Research Paper Volume 12, Issue 22 pp 22457—22494
Generalized correlation coefficient for genome-wide association analysis of cognitive ability in twins
- 1 Epidemiology, Biostatistics and Biodemography, Department of Public Health, University of Southern Denmark, Odense, Denmark
- 2 Department of Epidemiology and Health Statistics, School of Public Health, Qingdao University, Qingdao, China
- 3 Qingdao Center for Disease Control and Prevention, Qingdao, China
- 4 Department of Clinical Immunology, Copenhagen University Hospital, Rigshospitalet, Copenhagen Ø, Denmark
- 5 Computational Biomedicine, Department of Mathematics and Computer Science, University of Southern Denmark, Odense, Denmark
- 6 Experimental Bioinformatics, TUM School of Life Sciences, Technical University of Munich, Munich, Germany
- 7 Unit of Human Genetics, Department of Clinical Research, University of Southern Denmark, Odense, Denmark
Received: July 20, 2020 Accepted: September 29, 2020 Published: November 24, 2020https://doi.org/10.18632/aging.104198
How to Cite
Copyright: © 2020 Mohammadnejad et al. This is an open access article distributed under the terms of the Creative Commons Attribution License (CC BY 3.0), which permits unrestricted use, distribution, and reproduction in any medium, provided the original author and source are credited.
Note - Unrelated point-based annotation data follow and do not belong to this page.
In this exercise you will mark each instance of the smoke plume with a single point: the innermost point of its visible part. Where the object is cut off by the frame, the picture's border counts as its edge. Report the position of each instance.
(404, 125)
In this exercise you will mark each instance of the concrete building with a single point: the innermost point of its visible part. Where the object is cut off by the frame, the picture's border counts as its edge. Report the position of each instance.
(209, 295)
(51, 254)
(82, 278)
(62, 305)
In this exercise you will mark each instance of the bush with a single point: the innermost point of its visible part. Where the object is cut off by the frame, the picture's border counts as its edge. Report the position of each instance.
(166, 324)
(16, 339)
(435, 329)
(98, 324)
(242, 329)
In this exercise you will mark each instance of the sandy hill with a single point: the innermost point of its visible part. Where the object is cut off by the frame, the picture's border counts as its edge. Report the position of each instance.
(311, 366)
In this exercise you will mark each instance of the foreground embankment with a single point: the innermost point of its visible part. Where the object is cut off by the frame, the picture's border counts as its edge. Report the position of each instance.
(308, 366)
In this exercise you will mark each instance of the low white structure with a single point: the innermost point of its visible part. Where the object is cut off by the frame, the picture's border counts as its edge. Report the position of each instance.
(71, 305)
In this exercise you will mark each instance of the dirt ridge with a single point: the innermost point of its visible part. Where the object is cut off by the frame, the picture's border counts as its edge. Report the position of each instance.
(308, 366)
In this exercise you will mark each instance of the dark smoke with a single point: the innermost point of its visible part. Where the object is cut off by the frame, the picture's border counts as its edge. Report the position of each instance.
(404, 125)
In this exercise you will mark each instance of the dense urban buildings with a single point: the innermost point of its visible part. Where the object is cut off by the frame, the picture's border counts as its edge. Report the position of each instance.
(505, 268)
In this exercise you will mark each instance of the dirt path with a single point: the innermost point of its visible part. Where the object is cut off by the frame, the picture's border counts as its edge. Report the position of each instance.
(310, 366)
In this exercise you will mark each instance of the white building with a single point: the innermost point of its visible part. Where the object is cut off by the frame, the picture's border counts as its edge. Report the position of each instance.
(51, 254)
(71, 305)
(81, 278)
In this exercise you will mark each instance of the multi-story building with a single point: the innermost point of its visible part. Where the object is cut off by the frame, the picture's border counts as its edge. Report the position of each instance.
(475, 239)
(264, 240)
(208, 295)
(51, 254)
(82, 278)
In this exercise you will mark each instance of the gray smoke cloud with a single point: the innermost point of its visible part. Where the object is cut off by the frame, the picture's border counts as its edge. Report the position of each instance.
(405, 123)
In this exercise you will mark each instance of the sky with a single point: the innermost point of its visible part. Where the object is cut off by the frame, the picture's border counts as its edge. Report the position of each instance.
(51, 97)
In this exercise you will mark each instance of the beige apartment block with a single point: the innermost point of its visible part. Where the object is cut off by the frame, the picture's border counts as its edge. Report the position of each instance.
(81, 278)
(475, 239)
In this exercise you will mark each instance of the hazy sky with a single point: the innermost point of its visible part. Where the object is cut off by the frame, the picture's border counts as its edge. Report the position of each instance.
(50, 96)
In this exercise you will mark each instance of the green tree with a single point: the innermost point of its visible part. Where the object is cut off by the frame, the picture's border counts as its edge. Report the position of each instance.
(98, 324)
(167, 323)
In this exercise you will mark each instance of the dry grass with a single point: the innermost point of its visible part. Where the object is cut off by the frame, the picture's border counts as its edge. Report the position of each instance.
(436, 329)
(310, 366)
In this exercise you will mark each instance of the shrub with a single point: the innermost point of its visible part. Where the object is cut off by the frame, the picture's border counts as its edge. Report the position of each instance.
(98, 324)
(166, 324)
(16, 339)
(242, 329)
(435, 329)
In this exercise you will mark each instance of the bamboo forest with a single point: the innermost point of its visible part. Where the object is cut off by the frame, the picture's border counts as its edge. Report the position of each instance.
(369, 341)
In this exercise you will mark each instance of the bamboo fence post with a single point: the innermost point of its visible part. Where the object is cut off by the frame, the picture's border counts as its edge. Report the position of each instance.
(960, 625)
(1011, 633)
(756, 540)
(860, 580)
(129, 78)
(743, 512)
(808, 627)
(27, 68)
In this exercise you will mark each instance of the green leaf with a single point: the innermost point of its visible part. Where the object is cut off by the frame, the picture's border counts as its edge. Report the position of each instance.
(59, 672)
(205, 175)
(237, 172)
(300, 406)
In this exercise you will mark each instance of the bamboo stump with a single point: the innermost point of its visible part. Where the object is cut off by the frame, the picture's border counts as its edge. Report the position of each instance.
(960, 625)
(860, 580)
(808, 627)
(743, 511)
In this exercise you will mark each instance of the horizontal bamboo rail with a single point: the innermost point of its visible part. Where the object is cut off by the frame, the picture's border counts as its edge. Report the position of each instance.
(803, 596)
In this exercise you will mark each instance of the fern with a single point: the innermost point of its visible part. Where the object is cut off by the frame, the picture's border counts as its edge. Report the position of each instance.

Despite a strong genetic background in cognitive function only a limited number of single nucleotide polymorphisms (SNPs) have been found in genome-wide association studies (GWASs). We hypothesize that this is partially due to mis-specified modeling concerning phenotype distribution as well as the relationship between SNP dosage and the level of the phenotype. To overcome these issues, we introduced an assumption-free method based on generalized correlation coefficient (GCC) in a GWAS of cognitive function in Danish and Chinese twins to compare its performance with traditional linear models. The GCC-based GWAS identified two significant SNPs in Danish samples (rs71419535, p = 1.47e-08; rs905838, p = 1.69e-08) and two significant SNPs in Chinese samples (rs2292999, p = 9.27e-10; rs17019635, p = 2.50e-09). In contrast, linear models failed to detect any genome-wide significant SNPs. The number of top significant genes overlapping between the two samples in the GCC-based GWAS was higher than when applying linear models. The GCC model identified significant genetic variants missed by conventional linear models, with more replicated genes and biological pathways related to cognitive function. Moreover, the GCC-based GWAS was robust in handling correlated samples like twin pairs. GCC is a useful statistical method for GWAS that complements traditional linear models for capturing genetic effects beyond the additive assumption.
SNPs: single nucleotide polymorphisms; GWASs: genome-wide association studies; GCC: generalized correlation coefficient; MIC: maximal information coefficient; MINE: maximal information-based nonparametric exploration; LD: linkage disequilibrium; AD: Alzheimer’s disease; FDR: false discovery rate; DZ: dizygotic; MZ: monozygotic; MADT: Middle-Aged Danish Twins; MoCA: Montreal Cognitive Assessment; MAF: minor allele frequency; HWE: Hardy-Weinberg equilibrium; LME: mixed-linear model; GSEA: Gene-set enrichment analysis.